Ethanol-water organosolv pulping is an autocatalytic pulping process with water/ethanol-mixtures. During the process catalytic amounts of carboxylic acid (acetic acid) will be liberated from hemicellulose. This process allows the complete fractionation of LC biomass in its main components without aggressive chemicals. The presence of acidic catalyst during the pulping further increases the purity of cellulose, enhances lignin dissolution, and increases the amount of oligomeric hemicellulose. Removing of ethanol from the pulping liqueur readily leads to a lignin precipitation. The hemicelluloses are mainly dissolved in the first pulp washing stage after the removal of the lignin containing cooking liquor, and relatively pure hemicellulose fraction for WP3 can be obtained. Further separation techniques can be used to generate a concentrated hemicellulose fraction. Resin like components (resin acids, glues) might disturb the pulping process. Thus, a pre-extraction stage with organic solvents before the pulping is necessary in the case of resinous-rich wood species.

Work Package 2.3

Alkaline oxidation pulping

LC raw materials can be effectively fractionated also by alkaline oxidation. Carbonate based alkaline oxidation with elemental oxygen has been shown to produce well hydrolysable pulp generally suitable for fermentation processes with fresh wood even without any additional catalysts. The optimal cooking conditions (time, temperature, alkalinity, O2 charge, and need for mechanical defibering) will be screened for recycled wood mixtures to reach the sufficient kappa level providing the highest enzymatic hydrolysability (to be determined in WP3).

Work Package 2.4

Super critical water oxidation of pulping water phases

Supercritical Water Oxidation (SCWO), is a high-efficiency, thermal oxidation process capable of treating a wide variety of hazardous and non-hazardous wastes. The SCWO reaction takes place at elevated temperature and pressure above the critical point of water (Pc= 220.55 bar, Tc=373.976 C). SCWO is ideally suited for treating waste streams containing high concentrations of water. SCWO processing systems are fully enclosed and do not produce hazardous air pollutants (HAPS) or NOx. SCWO processing is not limited to disposal of organic compounds and complex organic wastes. Chemical reactions in SCWO processing systems obey the laws of mass, charge, energy and elemental conservation.

Work Package 2.5

Thermochemical process to convert contaminated wood waste into biofuels and chemicals (ENERKEMprocess©)

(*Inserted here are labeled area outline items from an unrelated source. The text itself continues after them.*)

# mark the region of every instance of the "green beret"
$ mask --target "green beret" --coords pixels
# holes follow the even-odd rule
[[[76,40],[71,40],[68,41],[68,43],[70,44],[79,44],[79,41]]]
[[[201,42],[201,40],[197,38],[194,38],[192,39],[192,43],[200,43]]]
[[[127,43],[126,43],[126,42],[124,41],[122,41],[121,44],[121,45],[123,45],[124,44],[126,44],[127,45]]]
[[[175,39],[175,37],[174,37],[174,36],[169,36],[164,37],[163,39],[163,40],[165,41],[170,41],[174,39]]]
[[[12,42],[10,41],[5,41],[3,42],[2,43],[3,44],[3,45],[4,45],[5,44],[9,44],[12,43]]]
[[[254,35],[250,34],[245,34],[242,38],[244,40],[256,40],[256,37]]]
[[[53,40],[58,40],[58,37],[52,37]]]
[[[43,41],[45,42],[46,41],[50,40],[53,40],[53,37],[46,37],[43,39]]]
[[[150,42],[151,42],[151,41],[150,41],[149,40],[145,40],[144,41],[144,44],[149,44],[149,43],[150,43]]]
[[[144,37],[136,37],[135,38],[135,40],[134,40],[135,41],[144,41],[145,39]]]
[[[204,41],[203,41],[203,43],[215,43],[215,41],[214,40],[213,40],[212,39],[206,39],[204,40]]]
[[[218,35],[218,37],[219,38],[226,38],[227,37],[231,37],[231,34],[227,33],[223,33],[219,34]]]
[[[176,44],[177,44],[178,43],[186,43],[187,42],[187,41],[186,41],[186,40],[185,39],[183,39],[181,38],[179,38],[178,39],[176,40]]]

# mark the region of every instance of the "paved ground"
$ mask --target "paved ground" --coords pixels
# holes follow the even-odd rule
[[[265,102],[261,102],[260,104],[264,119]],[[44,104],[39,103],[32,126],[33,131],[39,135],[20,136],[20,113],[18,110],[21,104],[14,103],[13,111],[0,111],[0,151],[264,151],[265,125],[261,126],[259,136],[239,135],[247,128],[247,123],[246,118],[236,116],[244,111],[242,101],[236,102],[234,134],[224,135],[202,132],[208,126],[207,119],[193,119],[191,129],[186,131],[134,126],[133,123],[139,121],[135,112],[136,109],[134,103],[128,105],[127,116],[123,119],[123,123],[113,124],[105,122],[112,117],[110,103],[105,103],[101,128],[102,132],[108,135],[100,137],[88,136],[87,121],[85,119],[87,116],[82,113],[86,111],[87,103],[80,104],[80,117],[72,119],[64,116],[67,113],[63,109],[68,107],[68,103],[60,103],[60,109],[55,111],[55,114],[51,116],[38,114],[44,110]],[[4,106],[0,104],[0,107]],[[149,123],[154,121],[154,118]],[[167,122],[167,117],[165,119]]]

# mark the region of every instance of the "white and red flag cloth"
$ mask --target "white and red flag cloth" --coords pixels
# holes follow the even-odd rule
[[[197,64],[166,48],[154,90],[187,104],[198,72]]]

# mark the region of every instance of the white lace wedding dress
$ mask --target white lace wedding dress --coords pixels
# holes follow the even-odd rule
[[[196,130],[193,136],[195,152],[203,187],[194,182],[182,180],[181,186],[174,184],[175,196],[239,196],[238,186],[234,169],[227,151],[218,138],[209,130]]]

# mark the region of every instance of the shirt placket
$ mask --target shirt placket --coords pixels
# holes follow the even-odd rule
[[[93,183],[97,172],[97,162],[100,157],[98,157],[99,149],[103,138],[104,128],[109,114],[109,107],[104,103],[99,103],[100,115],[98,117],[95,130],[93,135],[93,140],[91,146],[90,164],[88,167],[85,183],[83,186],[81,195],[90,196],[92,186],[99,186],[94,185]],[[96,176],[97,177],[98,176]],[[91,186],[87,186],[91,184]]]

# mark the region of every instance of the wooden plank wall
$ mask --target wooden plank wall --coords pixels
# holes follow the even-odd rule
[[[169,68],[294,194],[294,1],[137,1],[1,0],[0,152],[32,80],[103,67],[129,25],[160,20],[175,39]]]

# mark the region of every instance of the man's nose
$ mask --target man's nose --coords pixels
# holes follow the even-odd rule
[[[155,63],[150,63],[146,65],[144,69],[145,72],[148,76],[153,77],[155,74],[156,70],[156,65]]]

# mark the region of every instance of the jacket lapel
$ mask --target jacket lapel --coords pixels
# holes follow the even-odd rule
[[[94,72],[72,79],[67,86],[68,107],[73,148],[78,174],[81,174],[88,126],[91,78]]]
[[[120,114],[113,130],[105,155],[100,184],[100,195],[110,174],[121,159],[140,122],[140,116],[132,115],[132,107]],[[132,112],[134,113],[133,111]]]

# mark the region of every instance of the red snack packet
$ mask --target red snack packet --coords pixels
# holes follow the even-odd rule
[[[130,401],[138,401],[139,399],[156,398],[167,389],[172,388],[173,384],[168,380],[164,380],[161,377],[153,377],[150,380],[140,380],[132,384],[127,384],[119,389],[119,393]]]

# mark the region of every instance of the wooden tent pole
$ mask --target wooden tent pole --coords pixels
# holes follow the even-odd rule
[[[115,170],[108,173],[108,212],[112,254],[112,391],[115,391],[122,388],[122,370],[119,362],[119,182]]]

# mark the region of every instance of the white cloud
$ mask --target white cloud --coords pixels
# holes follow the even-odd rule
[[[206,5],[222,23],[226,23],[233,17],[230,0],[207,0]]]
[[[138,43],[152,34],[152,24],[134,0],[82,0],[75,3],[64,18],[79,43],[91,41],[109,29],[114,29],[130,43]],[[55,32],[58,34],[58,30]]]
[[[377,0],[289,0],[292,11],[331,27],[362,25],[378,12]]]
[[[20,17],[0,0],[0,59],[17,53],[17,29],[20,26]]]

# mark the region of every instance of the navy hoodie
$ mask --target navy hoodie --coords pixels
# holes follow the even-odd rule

Enerkem converts mixed waste and residues into a pure synthesis gas (or syngas) which is suitable for the production of biofuels and chemicals using proven, well-established and commercially available catalysts. With its proprietary technology platform, the company is able to chemically recycle the carbon molecules from non recyclable waste into a number of products. Enerkem has validated its technology over 10 years using solid waste from several municipalities, as well as a broad range of residues. Enerkem’s process uses relatively low temperatures and pressures, which reduces energy requirements and costs. Feedstock analysis and a pilot trial is foreseen within ReWoBioRef that shall provide a general feasiblity study and a proof-of-concept for the utilisation of contaminated wood of A IV, D and lower grades from European waste wood sources.